In the United States, silver began to play a key role in the monetary system when Congress based the currency on the silver dollar, and its fixed relationship to gold. Silver was quickly used for coinage in the U.S. until its use was discontinued in 1965.
After the end of the 19th century the beginning of the 20th century changed the use of silver from being strictly part of a monetary value to its becoming important in different parts of the economy. Silver quickly became an industrial raw material with it being sought as a valuable and practical industrial commodity, as well as an appealing investment precious metal. Countries including the Unites States, Canada and Mexico issue silver bullion coins and they are also available from private mints.
While silver is scarce, it is the most plentiful and least expensive of the precious metals with the largest silver producing countries being Mexico, Peru, the United States, Australia and Chile. Sources of silver include; silver mined directly, silver mined as a by-product of gold, copper, lead and zinc mining, and silver extracted from recycled materials, primarily used photographic materials. Today, silver bullion stocks make up a significant component of silver supply.

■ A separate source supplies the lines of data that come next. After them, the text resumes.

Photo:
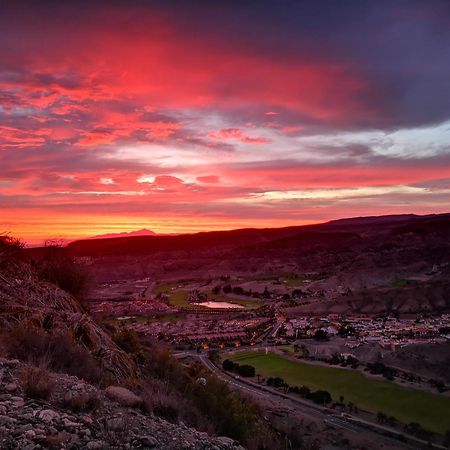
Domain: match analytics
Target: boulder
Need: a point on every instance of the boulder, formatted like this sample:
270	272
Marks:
123	396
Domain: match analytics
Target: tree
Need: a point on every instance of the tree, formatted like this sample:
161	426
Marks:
228	365
246	370
321	335
320	397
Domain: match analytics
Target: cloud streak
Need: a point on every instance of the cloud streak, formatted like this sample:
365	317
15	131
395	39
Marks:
220	115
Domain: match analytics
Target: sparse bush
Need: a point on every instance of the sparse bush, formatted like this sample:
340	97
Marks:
127	340
58	351
83	402
58	267
246	370
36	383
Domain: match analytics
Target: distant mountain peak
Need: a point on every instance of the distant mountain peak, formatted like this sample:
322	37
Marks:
142	232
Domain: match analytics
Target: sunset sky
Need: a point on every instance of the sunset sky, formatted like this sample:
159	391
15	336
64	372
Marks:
183	116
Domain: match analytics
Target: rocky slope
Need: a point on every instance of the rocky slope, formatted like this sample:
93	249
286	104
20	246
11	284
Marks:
26	301
80	416
41	405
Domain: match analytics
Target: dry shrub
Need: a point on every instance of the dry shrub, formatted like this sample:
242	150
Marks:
58	267
162	400
37	383
58	351
83	402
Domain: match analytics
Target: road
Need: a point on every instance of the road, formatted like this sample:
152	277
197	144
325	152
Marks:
351	424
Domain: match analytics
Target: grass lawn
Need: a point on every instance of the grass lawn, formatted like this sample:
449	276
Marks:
432	411
164	288
248	304
293	282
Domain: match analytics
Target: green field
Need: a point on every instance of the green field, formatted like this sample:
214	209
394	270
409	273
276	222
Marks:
248	304
432	411
178	298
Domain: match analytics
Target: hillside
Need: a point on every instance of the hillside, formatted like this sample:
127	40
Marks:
362	257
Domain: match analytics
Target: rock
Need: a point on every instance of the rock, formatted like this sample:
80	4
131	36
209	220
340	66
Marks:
48	415
226	441
69	424
30	434
5	420
11	387
148	441
95	445
116	424
123	396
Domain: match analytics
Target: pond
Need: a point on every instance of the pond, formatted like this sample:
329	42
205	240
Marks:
221	305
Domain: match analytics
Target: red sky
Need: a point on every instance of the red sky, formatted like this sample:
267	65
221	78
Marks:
177	117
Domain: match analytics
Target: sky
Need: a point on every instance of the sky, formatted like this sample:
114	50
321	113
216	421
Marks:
183	116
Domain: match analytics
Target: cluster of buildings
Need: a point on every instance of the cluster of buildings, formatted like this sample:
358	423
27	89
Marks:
206	332
387	332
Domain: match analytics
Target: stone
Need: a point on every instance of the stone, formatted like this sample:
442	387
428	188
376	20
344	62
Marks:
30	434
48	415
225	441
5	420
11	387
123	396
116	424
94	445
148	441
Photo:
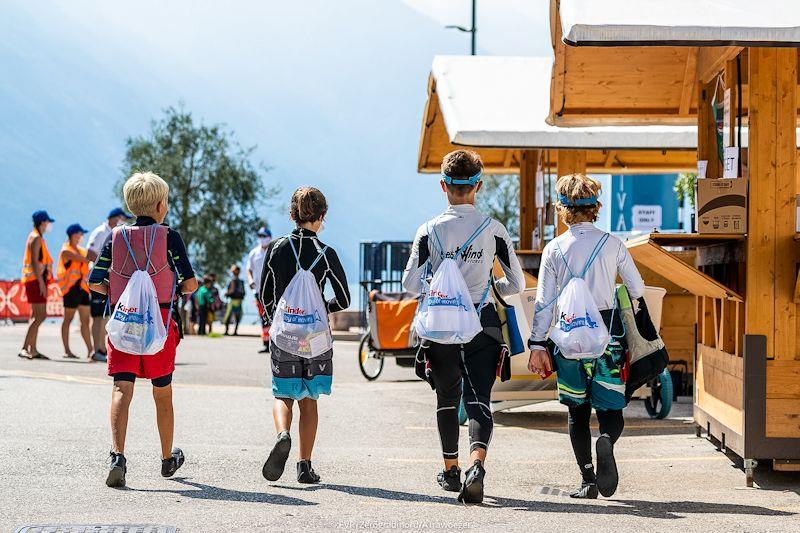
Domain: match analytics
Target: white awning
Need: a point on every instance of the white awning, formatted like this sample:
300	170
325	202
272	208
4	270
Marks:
681	22
502	102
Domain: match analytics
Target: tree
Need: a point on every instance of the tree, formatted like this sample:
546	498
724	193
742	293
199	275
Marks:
216	193
499	198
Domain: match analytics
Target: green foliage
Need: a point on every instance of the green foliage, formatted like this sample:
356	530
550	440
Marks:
684	187
499	198
216	193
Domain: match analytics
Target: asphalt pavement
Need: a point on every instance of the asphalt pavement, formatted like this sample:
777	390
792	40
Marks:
377	452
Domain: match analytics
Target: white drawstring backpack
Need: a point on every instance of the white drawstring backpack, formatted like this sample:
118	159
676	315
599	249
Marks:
136	326
300	324
446	314
580	332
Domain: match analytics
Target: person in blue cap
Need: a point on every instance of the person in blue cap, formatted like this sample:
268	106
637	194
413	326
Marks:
72	276
37	271
97	239
255	265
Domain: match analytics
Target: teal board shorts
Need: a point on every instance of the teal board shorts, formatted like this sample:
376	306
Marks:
598	381
296	378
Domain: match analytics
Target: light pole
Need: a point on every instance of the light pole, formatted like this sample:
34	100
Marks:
473	30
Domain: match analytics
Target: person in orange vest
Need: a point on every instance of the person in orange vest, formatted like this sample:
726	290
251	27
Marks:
37	270
72	274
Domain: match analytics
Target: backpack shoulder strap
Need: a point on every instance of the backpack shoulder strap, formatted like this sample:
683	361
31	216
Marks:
597	248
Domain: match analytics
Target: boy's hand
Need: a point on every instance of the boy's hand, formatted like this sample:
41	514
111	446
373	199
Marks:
539	362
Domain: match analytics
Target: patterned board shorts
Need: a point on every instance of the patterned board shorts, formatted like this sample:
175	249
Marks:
296	377
598	381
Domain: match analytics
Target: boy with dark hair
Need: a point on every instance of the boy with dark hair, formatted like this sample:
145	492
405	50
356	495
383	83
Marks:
474	363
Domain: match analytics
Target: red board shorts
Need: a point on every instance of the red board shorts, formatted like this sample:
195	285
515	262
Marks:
147	366
33	293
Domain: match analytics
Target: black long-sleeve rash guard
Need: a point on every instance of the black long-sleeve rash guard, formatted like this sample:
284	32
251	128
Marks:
280	267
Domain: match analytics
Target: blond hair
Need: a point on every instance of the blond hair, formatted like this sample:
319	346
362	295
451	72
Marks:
143	191
576	187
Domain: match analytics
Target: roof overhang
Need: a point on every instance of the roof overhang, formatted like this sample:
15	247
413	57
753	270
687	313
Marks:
498	106
624	65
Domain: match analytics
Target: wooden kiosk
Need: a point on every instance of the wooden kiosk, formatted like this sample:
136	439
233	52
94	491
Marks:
498	106
665	65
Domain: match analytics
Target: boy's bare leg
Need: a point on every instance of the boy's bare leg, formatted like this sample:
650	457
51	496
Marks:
98	333
38	314
121	397
165	417
69	314
309	418
83	316
282	414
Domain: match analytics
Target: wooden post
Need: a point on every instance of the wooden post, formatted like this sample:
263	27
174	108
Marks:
771	252
528	166
569	162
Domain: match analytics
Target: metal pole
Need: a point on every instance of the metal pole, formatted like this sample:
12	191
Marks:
474	29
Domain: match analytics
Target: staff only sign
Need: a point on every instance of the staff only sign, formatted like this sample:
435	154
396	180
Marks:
646	217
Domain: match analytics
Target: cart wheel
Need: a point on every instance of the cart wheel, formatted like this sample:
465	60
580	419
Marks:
462	413
369	360
659	404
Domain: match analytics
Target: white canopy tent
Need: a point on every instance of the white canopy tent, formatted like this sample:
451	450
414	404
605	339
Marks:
504	101
677	22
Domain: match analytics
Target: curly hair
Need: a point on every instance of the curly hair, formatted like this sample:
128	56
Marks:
308	205
575	187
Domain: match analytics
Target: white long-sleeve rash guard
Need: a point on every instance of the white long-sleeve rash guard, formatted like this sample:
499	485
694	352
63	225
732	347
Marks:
577	244
454	227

The American Eagle Bullion program was launched in 1986 with the sale of gold and silver bullion coins. Platinum was added to the American Eagle Bullion family in 1997. A bullion coin is a coin that is valued by its weight in a specific precious metal.
Silver more than other precious metals, has significant demand rooted in sectors as diverse as imaging, electronics, jewelry, coinage, superconductivity and water purification. For this reason, silver is no longer known as just a precious metal, a store of value, a work of art or an industrial metal. It is all of these. Today silver is indispensable, working all around us to improve the quality of our lives.